While this extends their shelf life, it sacrifices quality by triggering uneven texture and enhancing the fruit’s infamous smell that deters many – it is not true durian aroma, but ethylene by-products, he explained.

While people in China consume more than 85 per cent of global durians annually, there was a long-held belief in Hainan that the country’s only tropical province was still not suitable for the growing durians, despite the region’s similar latitude to Southeast Asia.

Previous large-scale cultivation efforts all failed, though some individual trees planted in household backyards did bear fruit.

Durian growers in China focus on quality to meet huge domestic demand for pungent fruit

The crux lies in monsoons deeply influencing the island’s weather, making it more volatile in terms of temperature and precipitation – shifting between sunshine and storms. That is not ideal for durian trees, which need a more stable climate.

A home-grown Chinese durian is opened at an orchard in Hainan province, revealing the edible fruit inside. (Photo: SCMP/Ji Siqi)

Youqi’s first attempt at large-scale durian farming on this land was in 2019.

Yet, the first phase saw 6,000 seedlings die, with a survival rate of just 60 per cent, resulting in an economic loss of 70 million yuan (US$9.6 million).

The company later adopted an approach to grow different heights of companion plants: banana trees with large leaves shield durian seedlings from the harsh midday sun, while taller Areca palms act as windbreakers.

Meanwhile, low-lying pineapple plants further help reduce ground temperature.

The tactical measures boosted the seedling survival rate to over 95 per cent.

In 2023, Youqi’s young durian trees – then three years old – yielded for the first time, producing around 50 tonnes of the fruit. A year later, the output reached 260 tonnes.

This year, Du has estimated that the total harvest will reach 500 to 600 tonnes, and the last thing he was worried about was where to sell them.

“These durians will be completely pre-sold by the time they grow to ping-pong-ball size – the earliest stage when more accurate yield estimates become possible,” Du said.

Currently, Du’s highest durian trees are around 7m tall, compared with mature Southeast Asian plantations where trees reach as high as 30m. A significant surge in output is likely to happen within the next two years, when each tree will become capable of yielding more than 50 durians, Du said.

“Our trees are still like kids in kindergarten compared with those in Southeast Asia,” Du said. “After a decade, each tree should be able to bear more than 100 fruits per harvest.”

In China, as concerns over economic growth mount, few industries now give insiders the same promising feeling as that of durian farming.

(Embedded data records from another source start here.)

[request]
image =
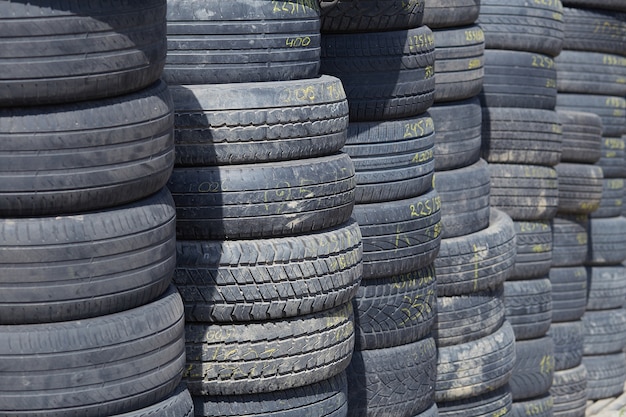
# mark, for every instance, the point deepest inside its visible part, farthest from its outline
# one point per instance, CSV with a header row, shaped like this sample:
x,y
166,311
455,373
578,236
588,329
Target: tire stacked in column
x,y
268,255
385,59
522,143
90,325
475,343
599,53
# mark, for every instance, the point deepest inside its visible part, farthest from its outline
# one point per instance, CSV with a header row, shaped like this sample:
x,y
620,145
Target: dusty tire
x,y
521,136
91,366
62,53
479,261
227,42
525,192
518,79
263,200
399,236
464,196
570,237
393,160
398,380
328,398
346,16
239,123
386,75
568,344
458,133
395,311
534,249
569,293
84,156
528,307
477,367
580,188
582,136
459,56
517,25
464,318
64,268
266,279
270,355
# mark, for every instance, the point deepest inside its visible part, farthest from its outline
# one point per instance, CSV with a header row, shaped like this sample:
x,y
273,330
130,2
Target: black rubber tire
x,y
395,311
393,160
178,404
612,157
72,158
451,13
479,261
348,16
398,381
227,42
400,236
568,344
534,368
464,318
521,136
495,403
328,398
604,331
457,133
266,279
569,293
102,366
589,72
581,136
596,4
569,392
594,30
263,200
474,368
524,192
464,199
580,188
607,241
611,203
606,375
534,249
607,287
386,75
611,109
528,307
55,52
64,268
570,237
459,55
238,123
519,79
519,25
268,355
541,406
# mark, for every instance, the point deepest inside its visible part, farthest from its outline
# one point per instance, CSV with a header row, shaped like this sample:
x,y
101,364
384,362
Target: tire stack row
x,y
268,256
522,144
385,58
89,323
591,74
475,343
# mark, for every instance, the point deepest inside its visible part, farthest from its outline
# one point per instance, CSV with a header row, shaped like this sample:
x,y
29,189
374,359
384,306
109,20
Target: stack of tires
x,y
89,323
475,343
591,74
268,256
522,143
385,59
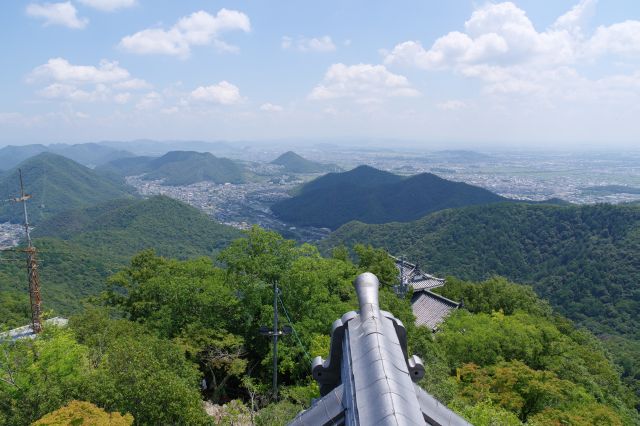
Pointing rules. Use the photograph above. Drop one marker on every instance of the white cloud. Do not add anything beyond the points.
(363, 83)
(198, 29)
(269, 107)
(64, 14)
(223, 93)
(132, 84)
(108, 5)
(622, 39)
(452, 105)
(108, 82)
(302, 44)
(122, 98)
(149, 101)
(60, 70)
(575, 19)
(501, 47)
(68, 92)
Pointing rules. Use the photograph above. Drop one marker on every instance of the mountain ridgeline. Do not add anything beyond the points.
(583, 259)
(294, 163)
(88, 154)
(179, 168)
(80, 248)
(55, 183)
(370, 195)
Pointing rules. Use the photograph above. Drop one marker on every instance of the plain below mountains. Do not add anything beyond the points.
(294, 163)
(583, 259)
(80, 248)
(179, 168)
(88, 154)
(55, 183)
(370, 195)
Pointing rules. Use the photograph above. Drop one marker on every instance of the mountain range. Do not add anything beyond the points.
(88, 154)
(55, 184)
(294, 163)
(179, 168)
(583, 259)
(80, 248)
(370, 195)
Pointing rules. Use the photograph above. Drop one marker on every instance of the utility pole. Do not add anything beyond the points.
(275, 340)
(274, 333)
(32, 264)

Naturally, large amounts of cash have been flowing to the sector in recent years, from coal mine owners in Shanxi to manufacturing bosses in Guangdong.

Micheal Wang, or better known as Maikou Wang among his followers, hosted more than 800 batches of bosses looking to invest in durian plantations last year.

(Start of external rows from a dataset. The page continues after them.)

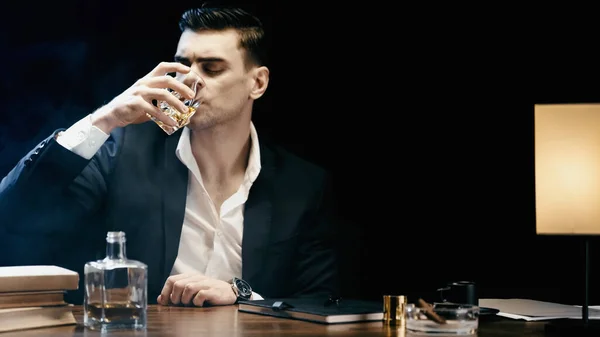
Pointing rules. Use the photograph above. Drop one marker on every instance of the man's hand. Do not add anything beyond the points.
(133, 105)
(196, 289)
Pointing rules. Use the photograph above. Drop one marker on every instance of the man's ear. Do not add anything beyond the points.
(261, 82)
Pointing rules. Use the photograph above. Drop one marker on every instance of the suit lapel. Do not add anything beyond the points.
(257, 219)
(174, 193)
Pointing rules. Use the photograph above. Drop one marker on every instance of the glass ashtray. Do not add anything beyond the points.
(448, 318)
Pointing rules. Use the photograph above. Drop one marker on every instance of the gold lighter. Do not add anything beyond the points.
(393, 310)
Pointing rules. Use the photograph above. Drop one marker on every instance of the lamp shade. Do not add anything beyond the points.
(567, 169)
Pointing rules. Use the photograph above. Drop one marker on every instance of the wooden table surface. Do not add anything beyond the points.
(226, 321)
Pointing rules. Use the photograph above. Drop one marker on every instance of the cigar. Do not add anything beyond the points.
(428, 311)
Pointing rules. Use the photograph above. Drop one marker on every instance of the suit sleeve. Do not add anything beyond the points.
(316, 260)
(52, 189)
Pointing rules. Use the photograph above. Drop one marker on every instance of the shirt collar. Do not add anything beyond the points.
(184, 153)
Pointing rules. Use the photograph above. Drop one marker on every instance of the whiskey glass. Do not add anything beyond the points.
(194, 81)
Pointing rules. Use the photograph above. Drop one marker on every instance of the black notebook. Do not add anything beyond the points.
(316, 310)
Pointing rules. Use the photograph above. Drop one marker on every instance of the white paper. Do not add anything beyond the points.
(532, 310)
(33, 270)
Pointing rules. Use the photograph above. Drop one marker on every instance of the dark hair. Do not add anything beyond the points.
(249, 27)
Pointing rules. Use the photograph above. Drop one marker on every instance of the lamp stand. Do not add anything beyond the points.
(578, 327)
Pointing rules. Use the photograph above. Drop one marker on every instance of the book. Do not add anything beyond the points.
(315, 309)
(32, 299)
(37, 278)
(35, 317)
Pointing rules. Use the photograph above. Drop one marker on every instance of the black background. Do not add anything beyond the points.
(424, 116)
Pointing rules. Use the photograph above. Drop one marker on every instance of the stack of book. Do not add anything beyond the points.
(33, 297)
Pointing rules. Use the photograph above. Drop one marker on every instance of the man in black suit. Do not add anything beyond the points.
(203, 206)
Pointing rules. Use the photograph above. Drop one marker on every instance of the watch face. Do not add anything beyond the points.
(243, 287)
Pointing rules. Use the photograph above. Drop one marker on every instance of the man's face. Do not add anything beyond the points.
(216, 57)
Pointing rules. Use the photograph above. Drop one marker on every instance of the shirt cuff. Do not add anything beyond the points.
(83, 138)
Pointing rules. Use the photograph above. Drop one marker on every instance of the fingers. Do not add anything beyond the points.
(205, 296)
(175, 286)
(165, 294)
(191, 289)
(163, 95)
(169, 67)
(168, 82)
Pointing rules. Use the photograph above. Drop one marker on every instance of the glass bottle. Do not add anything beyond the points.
(116, 289)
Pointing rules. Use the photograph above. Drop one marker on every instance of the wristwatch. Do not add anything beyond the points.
(241, 289)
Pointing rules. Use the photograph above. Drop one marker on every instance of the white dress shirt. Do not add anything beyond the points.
(211, 241)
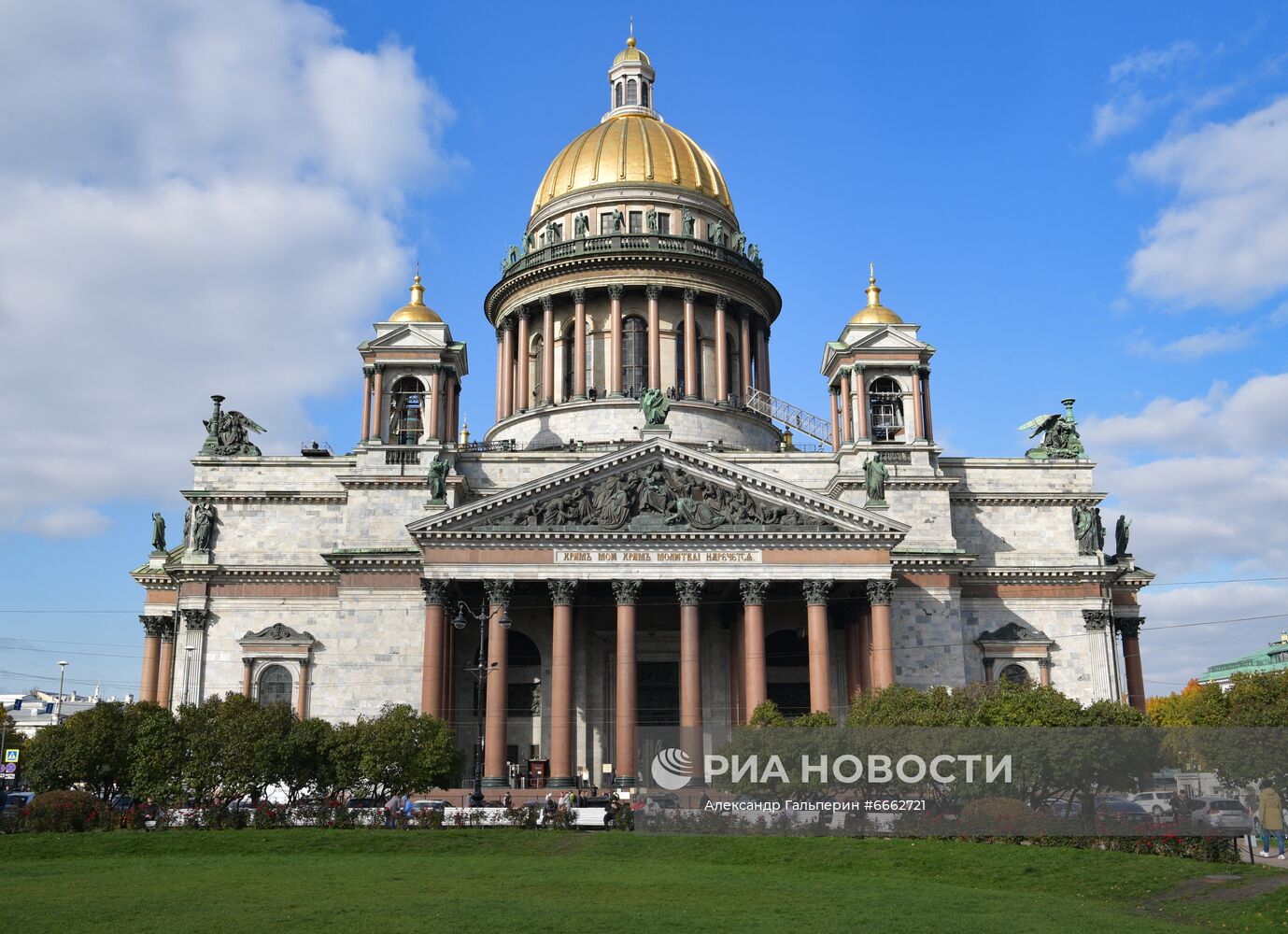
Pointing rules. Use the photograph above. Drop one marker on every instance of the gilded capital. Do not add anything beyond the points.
(689, 591)
(435, 591)
(880, 593)
(626, 593)
(753, 591)
(815, 591)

Running social media accounts on different Chinese platforms, teaching knowledge about durian farming, Wang also acts as a broker for saplings and lands.

“Durian is the most countercyclical fruit of all,” Wang said. “Because of the pandemic and others, with all the consumption downgrading, businesses struggled, and fruits were hard to sell. But the import volume of durian kept rising.”

The planting area for durian in China has at least doubled annually in the past few years, Wang said.

Currently, a golden rule for selecting growing areas for durians in China is a narrow swathe located between 18 degrees north latitude and 19 degrees north latitude – which points only to a small part of southern Hainan.

And while efforts are under way to develop cold-resistant varieties of durian, this may take years, perhaps even a decade.

Nonetheless, some of the more bold industry investors are already looking farther north, setting their sights on the mainland, with a new darling area being Xishuangbanna.

It is a small and tropical region in the southwestern province of Yunnan, near the border with Myanmar and Laos, though it is still unclear whether the area can be industrialised as successfully as Hainan.

“There’s a palpable sense that Xishuangbanna’s durian-farming scene today mirrors Hainan’s in 2020 – teetering on the brink of explosive growth,” Wang said.